Le juré Pavlinov dans son discours, apporte son regard sur
l’origine de l’art. 249, en rappelant que celui-ci a été introduit dans la
législation après l’insurrection des décabristes. Il estime que l’article ne
peut pas être appliqué à l‘affaire actuelle. Le parallèle qu’il a observé entre
Nicolas 1er et ses successeurs ne s’est pas avéré favorable à ces derniers.

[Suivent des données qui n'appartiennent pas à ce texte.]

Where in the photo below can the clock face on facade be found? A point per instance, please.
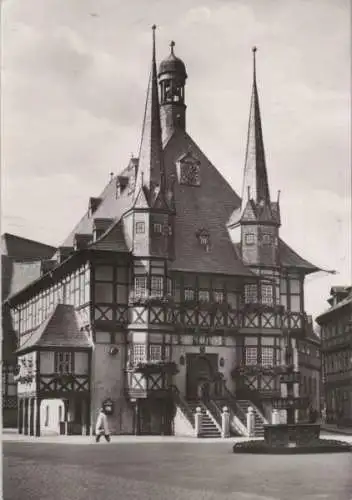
(190, 173)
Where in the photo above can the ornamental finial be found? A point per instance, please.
(254, 50)
(154, 28)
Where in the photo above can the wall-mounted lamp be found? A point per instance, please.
(113, 350)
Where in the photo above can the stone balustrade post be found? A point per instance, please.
(225, 423)
(275, 417)
(198, 422)
(250, 421)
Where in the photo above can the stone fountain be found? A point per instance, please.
(291, 436)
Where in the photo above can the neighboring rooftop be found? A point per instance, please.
(60, 329)
(16, 247)
(341, 297)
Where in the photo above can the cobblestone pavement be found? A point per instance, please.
(168, 470)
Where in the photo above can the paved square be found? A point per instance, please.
(168, 471)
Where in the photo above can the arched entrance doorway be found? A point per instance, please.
(201, 370)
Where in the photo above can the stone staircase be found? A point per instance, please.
(258, 418)
(208, 429)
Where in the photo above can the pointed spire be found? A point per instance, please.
(255, 173)
(150, 173)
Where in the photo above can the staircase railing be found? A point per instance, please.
(235, 407)
(186, 410)
(253, 396)
(214, 411)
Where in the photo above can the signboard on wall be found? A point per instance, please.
(290, 378)
(108, 406)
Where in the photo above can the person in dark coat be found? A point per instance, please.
(101, 428)
(313, 415)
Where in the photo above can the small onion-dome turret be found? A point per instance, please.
(173, 65)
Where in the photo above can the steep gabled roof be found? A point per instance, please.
(112, 240)
(207, 207)
(151, 172)
(347, 302)
(289, 258)
(113, 204)
(20, 248)
(60, 329)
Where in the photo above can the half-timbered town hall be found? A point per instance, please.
(170, 294)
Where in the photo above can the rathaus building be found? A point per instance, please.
(170, 293)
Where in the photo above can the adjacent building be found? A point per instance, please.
(169, 288)
(22, 261)
(309, 362)
(336, 349)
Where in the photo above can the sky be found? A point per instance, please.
(74, 80)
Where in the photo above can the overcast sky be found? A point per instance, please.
(75, 74)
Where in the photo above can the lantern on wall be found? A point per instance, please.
(108, 406)
(113, 350)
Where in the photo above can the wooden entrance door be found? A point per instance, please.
(201, 369)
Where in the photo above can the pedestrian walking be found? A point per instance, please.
(101, 428)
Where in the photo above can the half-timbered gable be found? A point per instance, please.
(185, 292)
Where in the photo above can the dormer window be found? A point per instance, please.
(140, 227)
(267, 239)
(189, 170)
(249, 239)
(157, 228)
(251, 294)
(204, 239)
(267, 294)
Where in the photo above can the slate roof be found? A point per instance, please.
(20, 248)
(112, 240)
(290, 258)
(111, 206)
(206, 207)
(60, 329)
(24, 273)
(343, 303)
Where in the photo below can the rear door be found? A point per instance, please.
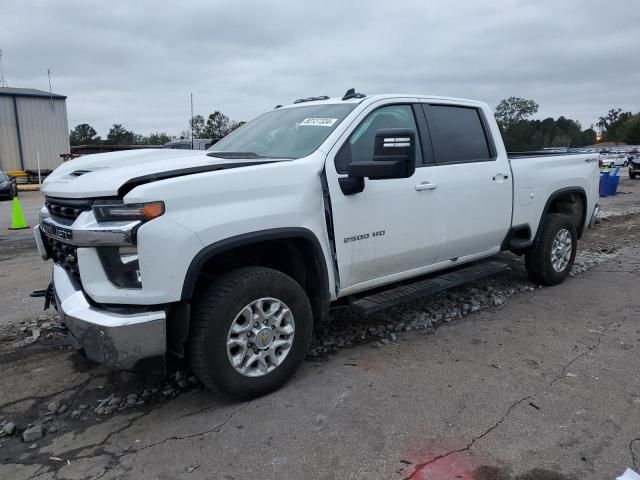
(391, 228)
(474, 194)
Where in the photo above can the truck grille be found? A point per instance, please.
(68, 209)
(65, 255)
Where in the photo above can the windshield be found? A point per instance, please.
(287, 133)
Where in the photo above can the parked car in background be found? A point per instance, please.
(8, 186)
(613, 160)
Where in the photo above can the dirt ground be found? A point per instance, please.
(542, 386)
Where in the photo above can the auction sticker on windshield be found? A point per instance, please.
(319, 122)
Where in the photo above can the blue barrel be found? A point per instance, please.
(604, 184)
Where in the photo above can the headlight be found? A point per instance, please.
(132, 211)
(121, 266)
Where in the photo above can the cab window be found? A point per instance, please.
(359, 147)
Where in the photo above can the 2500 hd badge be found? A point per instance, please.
(364, 236)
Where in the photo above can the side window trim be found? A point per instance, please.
(428, 156)
(485, 129)
(412, 105)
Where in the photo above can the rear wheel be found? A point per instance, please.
(549, 260)
(250, 330)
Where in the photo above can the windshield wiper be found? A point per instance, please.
(235, 155)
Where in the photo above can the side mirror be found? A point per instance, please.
(393, 157)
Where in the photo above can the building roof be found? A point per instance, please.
(28, 92)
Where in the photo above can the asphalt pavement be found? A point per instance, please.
(542, 387)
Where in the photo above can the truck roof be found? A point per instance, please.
(373, 98)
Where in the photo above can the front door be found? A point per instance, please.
(390, 229)
(474, 192)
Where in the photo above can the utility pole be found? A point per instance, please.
(50, 92)
(191, 121)
(3, 82)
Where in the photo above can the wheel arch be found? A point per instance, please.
(571, 201)
(295, 251)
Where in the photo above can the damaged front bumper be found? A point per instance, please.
(127, 338)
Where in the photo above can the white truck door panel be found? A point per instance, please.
(474, 198)
(391, 226)
(477, 207)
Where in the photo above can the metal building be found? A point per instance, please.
(32, 122)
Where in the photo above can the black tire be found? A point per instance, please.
(215, 309)
(538, 261)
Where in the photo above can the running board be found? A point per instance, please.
(403, 293)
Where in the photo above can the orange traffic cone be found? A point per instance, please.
(17, 219)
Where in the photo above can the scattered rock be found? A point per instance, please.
(9, 428)
(32, 434)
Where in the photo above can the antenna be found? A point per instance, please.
(191, 121)
(50, 92)
(3, 82)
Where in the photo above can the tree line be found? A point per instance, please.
(522, 134)
(519, 132)
(217, 125)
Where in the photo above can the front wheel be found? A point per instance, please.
(549, 260)
(250, 330)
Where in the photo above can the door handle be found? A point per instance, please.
(426, 186)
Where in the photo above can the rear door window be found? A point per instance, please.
(457, 134)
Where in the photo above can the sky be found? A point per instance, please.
(136, 62)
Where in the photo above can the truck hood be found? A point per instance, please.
(105, 174)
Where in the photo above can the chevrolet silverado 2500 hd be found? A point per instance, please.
(227, 256)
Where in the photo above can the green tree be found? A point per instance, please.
(198, 126)
(589, 136)
(611, 124)
(157, 138)
(217, 125)
(118, 135)
(83, 134)
(513, 110)
(630, 130)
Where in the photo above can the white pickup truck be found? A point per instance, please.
(226, 257)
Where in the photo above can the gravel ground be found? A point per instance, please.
(342, 329)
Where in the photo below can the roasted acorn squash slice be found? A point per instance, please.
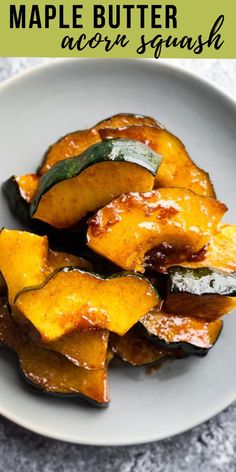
(135, 350)
(133, 224)
(203, 292)
(69, 146)
(219, 253)
(50, 371)
(192, 335)
(73, 299)
(26, 260)
(126, 119)
(74, 187)
(77, 142)
(176, 169)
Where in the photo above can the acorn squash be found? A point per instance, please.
(176, 169)
(126, 119)
(74, 187)
(176, 222)
(50, 371)
(219, 253)
(203, 292)
(191, 335)
(69, 146)
(77, 142)
(73, 299)
(135, 350)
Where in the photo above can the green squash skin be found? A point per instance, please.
(64, 240)
(18, 206)
(186, 348)
(85, 271)
(112, 150)
(201, 281)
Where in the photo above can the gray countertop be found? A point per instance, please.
(211, 447)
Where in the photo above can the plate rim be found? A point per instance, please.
(230, 397)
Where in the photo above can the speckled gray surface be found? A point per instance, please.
(210, 447)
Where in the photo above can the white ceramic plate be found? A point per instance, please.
(38, 107)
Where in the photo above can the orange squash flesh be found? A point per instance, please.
(176, 169)
(178, 331)
(77, 142)
(133, 224)
(136, 350)
(70, 145)
(73, 299)
(49, 370)
(220, 252)
(25, 261)
(69, 200)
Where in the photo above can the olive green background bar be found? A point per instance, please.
(194, 18)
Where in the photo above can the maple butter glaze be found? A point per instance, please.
(86, 300)
(137, 350)
(28, 186)
(133, 224)
(26, 260)
(174, 330)
(77, 142)
(49, 370)
(176, 169)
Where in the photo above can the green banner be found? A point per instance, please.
(128, 28)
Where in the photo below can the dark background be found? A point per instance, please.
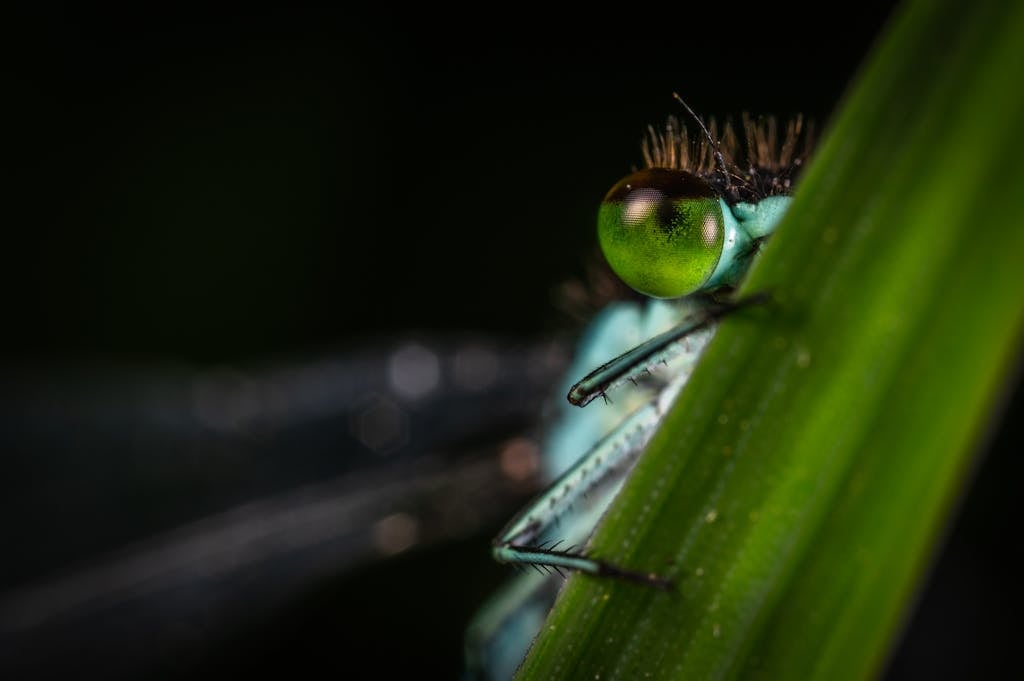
(200, 190)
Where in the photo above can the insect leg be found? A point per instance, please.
(599, 473)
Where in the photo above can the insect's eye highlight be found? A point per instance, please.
(662, 231)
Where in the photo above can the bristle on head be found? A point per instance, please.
(764, 162)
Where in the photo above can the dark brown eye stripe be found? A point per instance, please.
(672, 183)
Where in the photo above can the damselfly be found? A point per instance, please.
(682, 230)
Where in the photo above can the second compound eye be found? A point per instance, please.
(662, 231)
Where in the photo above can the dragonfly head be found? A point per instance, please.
(663, 231)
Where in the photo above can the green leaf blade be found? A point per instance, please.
(800, 484)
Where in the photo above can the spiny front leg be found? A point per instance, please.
(578, 500)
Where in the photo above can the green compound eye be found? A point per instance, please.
(662, 230)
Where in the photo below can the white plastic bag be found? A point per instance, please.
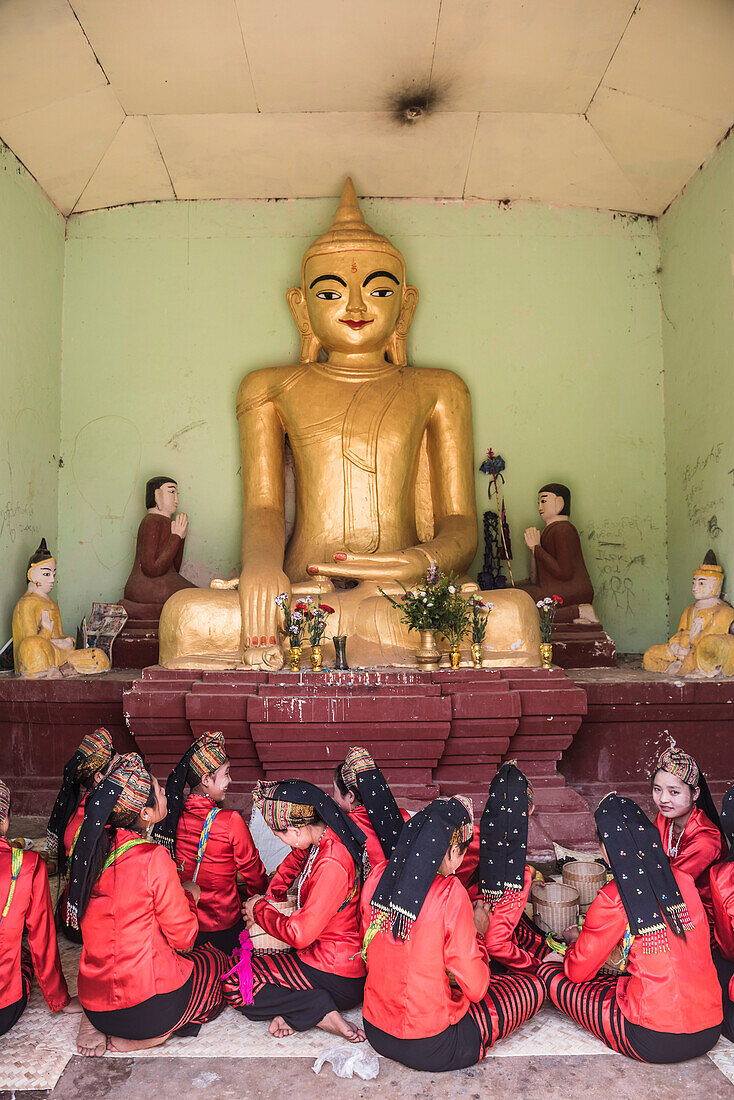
(347, 1060)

Nicolas 1er, connu dans l’histoire pour son austérité envers les ennemis, était
tout de même moins cruel que son petit-fils vivant à l’aube du XXème siècle.
L’avocat de Franckle, Eschine et S Belauoussov, Maître Andreevsky
tentait d’expliquer que le mouvement révolutionnaire étant de plus en plus
grandissant, que bientôt, L’Etat ne sera pas matériellement en mesure
d’appliquer la peine de mort à tous les révolutionnaires. Les frères, les
sœurs, les proches et simples connaissances des révolutionnaires sont
considérés comme des personnes se trouvant entre ces deux catégories : les
citoyens respectables et les révolutionnaires. Ainsi, ils sont eux aussi punis
par la loi, envoyés en séjours forcés et condamnés aux travaux forcés,
statistiquement ils ne font qu’augmenter le nombre de révolutionnaires. On
devrait tout de même faire la distinction entre ceux qui sont totalement
conscients de ce qu’ils font et les autres, comme Eschine, qui cherchent
l’aventure et qui sont simplement attirés par l’atmosphère mystérieuse de
diverses réunions. La curiosité est le moteur principal de leurs démarches. Une
fois déçus par les fameux révolutionnaires ils tentent de fuir la communauté.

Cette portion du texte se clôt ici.